An orbital is occupied by an electron with the quantum numbers \(n=4, l=1 .\) How many orbitals of this type are found in a multi-electron atom? (a) \(4 p, 3\) (b) \(4 s, 1\) (c) \(4 d, 5\) (d) \(4 p, 6\)

The principal quantum number, denoted by the symbol \( n \), plays a crucial role in the field of quantum chemistry. It is integral to understanding the arrangement of electrons within an atom. Think of \( n \) as the address for an electron's energy level or shell; it signifies the distance of an electron's orbital from the nucleus and, consequently, its energy.

When we say an electron has a principal quantum number \( n = 4 \), we are indicating that this electron is located in the fourth energy level from the nucleus. The energy of the electron, as well as the size of its orbital, increases with higher values of \( n \). The principal quantum number can be any positive integer—that is, \( n = 1, 2, 3, 4, ... \), with each step up reflecting a move to a higher and more distant energy level around the nucleus.

Why is this important? Well, an electron's energy level is tied to its chemical properties. When atoms interact with each other, the principal quantum number helps us understand these interactions since electrons lower in energy (closer to the nucleus) are generally less reactive compared to those at higher levels. Understanding the concept of the principal quantum number is vital for predicting the behavior of atoms in chemical bonding and reactions.

The azimuthal quantum number, also known as the angular momentum quantum number and represented by \( l \), gives us more than just the shape of the electron cloud or orbital in an atom; it tells a story about the subshells and the type of chemical bonding an atom can participate in. The value of \( l \) is dependent on the principal quantum number, \( n \), as it can range from 0 up to \( n - 1 \).

Each value of \( l \) corresponds to a different subshell type, which is labeled using specific letters to indicate its shape: \( l = 0 \) is an s subshell (spherical shape), \( l = 1 \) is a p subshell (dumbbell shape), \( l = 2 \) corresponds to the d subshell (clover shape), and \( l = 3 \) is for the f subshell (complex shape). These subshells house the atomic orbitals, where electrons are most likely to be found.

Understanding the Azimuthal Quantum Number's Role

For instance, if an electron possesses \( n = 4 \) and \( l = 1 \), as in our exercise, the electron is in a '4p' orbital. Recognising this allows chemists to predict the electron's angular momentum, identifying how it will behave under the influence of magnetic fields—a phenomenon that underpins technologies like MRI scanning. Moreover, the azimuthal quantum number partially governs the energy differences between subshells, directly influencing the energy that electrons absorb or emit when moving from one subshell to another.

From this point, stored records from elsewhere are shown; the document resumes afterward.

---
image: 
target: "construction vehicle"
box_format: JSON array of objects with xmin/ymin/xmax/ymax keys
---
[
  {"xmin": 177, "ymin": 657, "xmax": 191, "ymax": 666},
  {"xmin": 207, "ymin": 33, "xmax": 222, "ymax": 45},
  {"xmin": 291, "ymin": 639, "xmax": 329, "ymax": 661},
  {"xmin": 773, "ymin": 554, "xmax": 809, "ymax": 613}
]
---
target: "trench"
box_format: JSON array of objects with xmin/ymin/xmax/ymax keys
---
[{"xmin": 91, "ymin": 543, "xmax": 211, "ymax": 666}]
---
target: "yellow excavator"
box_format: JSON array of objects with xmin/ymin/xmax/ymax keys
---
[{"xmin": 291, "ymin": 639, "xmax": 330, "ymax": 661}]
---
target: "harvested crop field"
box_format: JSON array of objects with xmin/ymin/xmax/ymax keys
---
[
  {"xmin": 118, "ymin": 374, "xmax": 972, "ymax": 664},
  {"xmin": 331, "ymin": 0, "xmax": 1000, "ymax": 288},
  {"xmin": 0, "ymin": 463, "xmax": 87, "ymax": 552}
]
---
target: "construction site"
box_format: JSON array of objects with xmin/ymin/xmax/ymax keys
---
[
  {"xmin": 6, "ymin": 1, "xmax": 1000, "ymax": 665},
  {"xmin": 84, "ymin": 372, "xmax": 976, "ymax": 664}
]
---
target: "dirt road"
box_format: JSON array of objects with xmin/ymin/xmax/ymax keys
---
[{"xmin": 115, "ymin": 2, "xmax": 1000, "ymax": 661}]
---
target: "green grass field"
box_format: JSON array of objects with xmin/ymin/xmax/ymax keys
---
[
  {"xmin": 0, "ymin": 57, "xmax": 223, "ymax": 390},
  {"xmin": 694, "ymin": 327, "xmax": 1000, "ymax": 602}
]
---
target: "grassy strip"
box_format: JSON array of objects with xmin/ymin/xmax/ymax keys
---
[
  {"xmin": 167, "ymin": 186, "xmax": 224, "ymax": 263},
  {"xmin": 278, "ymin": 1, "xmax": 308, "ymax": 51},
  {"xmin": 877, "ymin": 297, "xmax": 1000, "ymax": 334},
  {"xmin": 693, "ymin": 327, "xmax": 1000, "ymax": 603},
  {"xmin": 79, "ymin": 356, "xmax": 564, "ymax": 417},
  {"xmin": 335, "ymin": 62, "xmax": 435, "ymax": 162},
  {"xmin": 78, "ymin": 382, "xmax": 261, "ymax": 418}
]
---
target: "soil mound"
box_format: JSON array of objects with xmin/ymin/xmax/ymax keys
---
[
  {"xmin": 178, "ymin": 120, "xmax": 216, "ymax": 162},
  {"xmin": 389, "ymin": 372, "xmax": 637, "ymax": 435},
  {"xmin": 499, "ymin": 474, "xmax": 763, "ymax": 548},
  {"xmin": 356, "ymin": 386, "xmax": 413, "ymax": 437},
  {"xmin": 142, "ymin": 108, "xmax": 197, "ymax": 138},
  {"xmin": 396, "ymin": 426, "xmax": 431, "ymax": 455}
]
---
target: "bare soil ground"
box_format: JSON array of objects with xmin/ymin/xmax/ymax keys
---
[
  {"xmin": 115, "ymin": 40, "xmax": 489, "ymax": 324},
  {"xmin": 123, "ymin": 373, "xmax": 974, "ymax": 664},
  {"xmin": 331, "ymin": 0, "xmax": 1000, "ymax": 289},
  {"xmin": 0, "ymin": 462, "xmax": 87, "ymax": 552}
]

Atomic orbitals are the 'neighborhoods' of electrons within an atom defined by quantum numbers. They are not paths that electrons travel, but rather regions in space where there is a high probability of finding an electron. These orbitals are shaped by the principal and azimuthal quantum numbers, \( n \) and \( l \), giving each its unique geometrical form that can be spherically symmetrical, dumbbell-shaped, or even more complex.

When considering the question of how many orbitals of a certain type are found in a multi-electron atom, we look at these quantum numbers for guidance. The azimuthal quantum number, in particular, helps us define the number of orbitals in a subshell by the formula \( 2l+1 \). So, a p subshell (\( l=1 \)) will have \( 2(1)+1=3 \) orbitals, regardless of the principal quantum number's value.

Distribution of Electrons in Orbitals

According to the Pauli exclusion principle, each orbital can hold a maximum of two electrons with opposite spins. With this knowledge, we can determine that a 4p subshell will contain three orbitals and can hold up to six electrons. This distribution of electrons across orbitals in different subshells is instrumental in understanding the electronic structure of elements, predicting how they will interact in chemical reactions, and explaining the periodic table's structure. Addressing the exercise presented, by knowing the number and type of orbitals, students can visualize the electron distribution and recognize that for \( n=4 \) and \( l=1 \), there are three '4p' orbitals in a multi-electron atom, corresponding to answer (a).